Tuberc Respir Dis > Volume 55(4); 2003 > Article
Tuberculosis and Respiratory Diseases 2003;55(4):353-360.
DOI: https://doi.org/10.4046/trd.2003.55.4.353    Published online October 1, 2003.
Pleural Fluid Analysis in Tuberculous Pleurisy Progressing into Severe Pleural Thickening Underwent Pleural Decortication.
Jae Ho Chung, Moo Suk Park, Se Kyu Kim, Joon Chang, Kyung Young Chung, Sung Kyu Kim, Young Sam Kim
1Department of Internal Medicine, Yonsei University College of Medicine, Seoul, Korea. ysamkim@yumc.yonsei.ac.kr
2Department of Cardiovascular and Thoracic Surgery, Yonsei University College of Medicine, Seoul, Korea.
3The Institute of Chest Diseases, Yonsei University College of Medicine, Seoul, Korea.
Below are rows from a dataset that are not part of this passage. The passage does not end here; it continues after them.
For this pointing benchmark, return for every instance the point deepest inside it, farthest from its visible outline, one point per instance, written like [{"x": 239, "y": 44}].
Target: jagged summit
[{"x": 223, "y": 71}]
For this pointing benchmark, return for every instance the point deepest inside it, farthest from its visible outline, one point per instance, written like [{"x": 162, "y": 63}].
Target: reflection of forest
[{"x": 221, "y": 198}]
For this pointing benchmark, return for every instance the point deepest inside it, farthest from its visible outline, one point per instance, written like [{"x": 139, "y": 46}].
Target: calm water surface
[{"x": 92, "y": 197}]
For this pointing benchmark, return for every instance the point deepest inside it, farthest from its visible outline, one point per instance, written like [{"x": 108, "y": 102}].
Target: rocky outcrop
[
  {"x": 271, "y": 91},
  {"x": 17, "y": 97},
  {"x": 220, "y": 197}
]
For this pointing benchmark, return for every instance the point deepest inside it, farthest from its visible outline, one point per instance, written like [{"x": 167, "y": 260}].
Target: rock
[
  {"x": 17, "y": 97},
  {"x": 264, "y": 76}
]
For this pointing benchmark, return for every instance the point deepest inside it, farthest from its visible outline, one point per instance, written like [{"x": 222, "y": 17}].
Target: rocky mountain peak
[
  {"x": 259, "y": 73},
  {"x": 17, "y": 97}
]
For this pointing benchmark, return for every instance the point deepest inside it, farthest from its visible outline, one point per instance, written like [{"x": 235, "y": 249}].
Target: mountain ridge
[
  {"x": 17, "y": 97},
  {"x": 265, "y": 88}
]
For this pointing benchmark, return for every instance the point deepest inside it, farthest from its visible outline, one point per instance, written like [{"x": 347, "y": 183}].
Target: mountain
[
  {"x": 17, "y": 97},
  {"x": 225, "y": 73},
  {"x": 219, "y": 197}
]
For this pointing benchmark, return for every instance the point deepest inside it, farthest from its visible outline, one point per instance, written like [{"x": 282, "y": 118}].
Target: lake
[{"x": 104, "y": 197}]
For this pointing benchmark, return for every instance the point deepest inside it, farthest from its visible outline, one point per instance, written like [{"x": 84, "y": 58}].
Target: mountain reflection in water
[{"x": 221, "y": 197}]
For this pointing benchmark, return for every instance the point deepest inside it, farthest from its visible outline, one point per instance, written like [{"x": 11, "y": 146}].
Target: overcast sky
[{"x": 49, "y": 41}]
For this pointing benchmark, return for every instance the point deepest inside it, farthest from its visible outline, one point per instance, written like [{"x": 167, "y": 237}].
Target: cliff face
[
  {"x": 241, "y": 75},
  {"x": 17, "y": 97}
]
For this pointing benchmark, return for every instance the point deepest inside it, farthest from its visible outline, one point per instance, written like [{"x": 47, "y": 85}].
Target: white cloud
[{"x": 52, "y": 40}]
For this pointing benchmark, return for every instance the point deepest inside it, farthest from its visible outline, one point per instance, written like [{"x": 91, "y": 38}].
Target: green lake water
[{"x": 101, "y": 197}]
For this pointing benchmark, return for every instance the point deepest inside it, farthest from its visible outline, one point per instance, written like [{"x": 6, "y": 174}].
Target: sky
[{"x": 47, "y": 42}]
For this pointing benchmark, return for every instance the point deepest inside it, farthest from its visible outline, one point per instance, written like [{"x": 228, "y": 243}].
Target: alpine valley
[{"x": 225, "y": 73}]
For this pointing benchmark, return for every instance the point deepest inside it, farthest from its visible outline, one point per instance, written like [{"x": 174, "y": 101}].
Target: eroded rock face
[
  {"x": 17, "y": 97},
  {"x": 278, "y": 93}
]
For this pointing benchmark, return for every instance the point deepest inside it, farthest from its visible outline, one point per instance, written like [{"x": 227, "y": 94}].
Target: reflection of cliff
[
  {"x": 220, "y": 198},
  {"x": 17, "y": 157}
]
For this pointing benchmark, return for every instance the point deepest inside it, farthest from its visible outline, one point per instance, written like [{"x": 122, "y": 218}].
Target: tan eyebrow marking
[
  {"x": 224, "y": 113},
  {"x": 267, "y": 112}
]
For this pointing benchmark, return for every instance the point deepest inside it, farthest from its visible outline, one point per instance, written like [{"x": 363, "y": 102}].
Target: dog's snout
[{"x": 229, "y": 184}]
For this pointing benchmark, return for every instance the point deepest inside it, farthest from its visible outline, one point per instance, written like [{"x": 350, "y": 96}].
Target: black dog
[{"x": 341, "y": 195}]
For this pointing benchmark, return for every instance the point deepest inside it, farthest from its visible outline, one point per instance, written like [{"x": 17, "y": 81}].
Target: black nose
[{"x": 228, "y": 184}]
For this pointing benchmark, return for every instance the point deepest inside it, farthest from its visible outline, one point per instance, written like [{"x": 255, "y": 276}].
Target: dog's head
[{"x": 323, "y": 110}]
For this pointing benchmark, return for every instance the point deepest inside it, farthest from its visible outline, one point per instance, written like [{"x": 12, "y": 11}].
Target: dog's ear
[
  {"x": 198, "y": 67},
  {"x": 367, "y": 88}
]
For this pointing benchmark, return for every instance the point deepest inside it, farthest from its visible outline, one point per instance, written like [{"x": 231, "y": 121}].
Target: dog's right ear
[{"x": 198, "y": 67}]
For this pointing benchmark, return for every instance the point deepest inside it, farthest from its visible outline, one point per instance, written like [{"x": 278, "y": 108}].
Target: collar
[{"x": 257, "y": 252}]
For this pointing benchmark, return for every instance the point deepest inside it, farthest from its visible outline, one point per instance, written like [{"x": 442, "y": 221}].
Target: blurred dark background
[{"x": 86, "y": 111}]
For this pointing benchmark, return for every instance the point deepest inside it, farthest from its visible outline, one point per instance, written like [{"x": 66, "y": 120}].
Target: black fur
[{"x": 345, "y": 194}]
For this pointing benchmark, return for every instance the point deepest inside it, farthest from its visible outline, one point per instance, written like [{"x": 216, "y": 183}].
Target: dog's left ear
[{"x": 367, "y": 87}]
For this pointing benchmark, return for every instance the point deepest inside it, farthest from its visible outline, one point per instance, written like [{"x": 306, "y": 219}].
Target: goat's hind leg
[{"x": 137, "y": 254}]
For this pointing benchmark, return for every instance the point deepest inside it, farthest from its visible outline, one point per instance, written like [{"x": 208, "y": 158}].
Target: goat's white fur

4Brain Korea 21 Project for Medical Sciences, Yonsei University College of Medicine, Seoul, Korea.
Abstract
BACKGROUND
Although most patients with tuberculous pleurisy respond well to anti-tuberculous drugs, some are known to progress into severe pleural thickening which needs decortication despite adequate anti-tuberculous treatment. Therefore, the purpose of this study was to identify factors associated with the development of severe pleural thickening in patients who finally underwent pleural decortication in tuberculous pleurisy. PATIENTS AND METHODS: From retrospective medical records review, 121 patients initially diagnosed as tuberculous pleurisy without initial pleural fluid loculation were enrolled between January 1998 and December 2002. They were separated into two groups: 85 patients in group 1 who improved by anti-tuberculous drugs only, and 36 patients in group 2 who had progressed into pleural adhesion and finally underwent pleural decortication despite adequate (more than 6 months) anti-tuberculous treatment. RESULTS: Males were more common in group 2 (M/F=31/5) than in group 1 (M/F=53/32) (p=0.010). Group 2 patients tended to have lower pleural fluid glucose level (58+/-4 mg/dL) than group 1 (89+/-3 mg/dL) (p=0.001) and higher pleural fluid adenosine deaminase level (86+/-5 IU/L) than group 1 (76+/-3 IU/L), (p=0.038). There were no significant differences in age, symptom duration, pleural fluid amount, or pleural fluid LDH level between groups 1 and 2. CONCLUSIONS: There was a relative risk of tuberculous pleurisy progression into severe pleural thickening which needed decortication in the case of male patients, low pleural fluid glucose or high adenosine deaminase level. But further, large-scale, prospective studies should be investigated.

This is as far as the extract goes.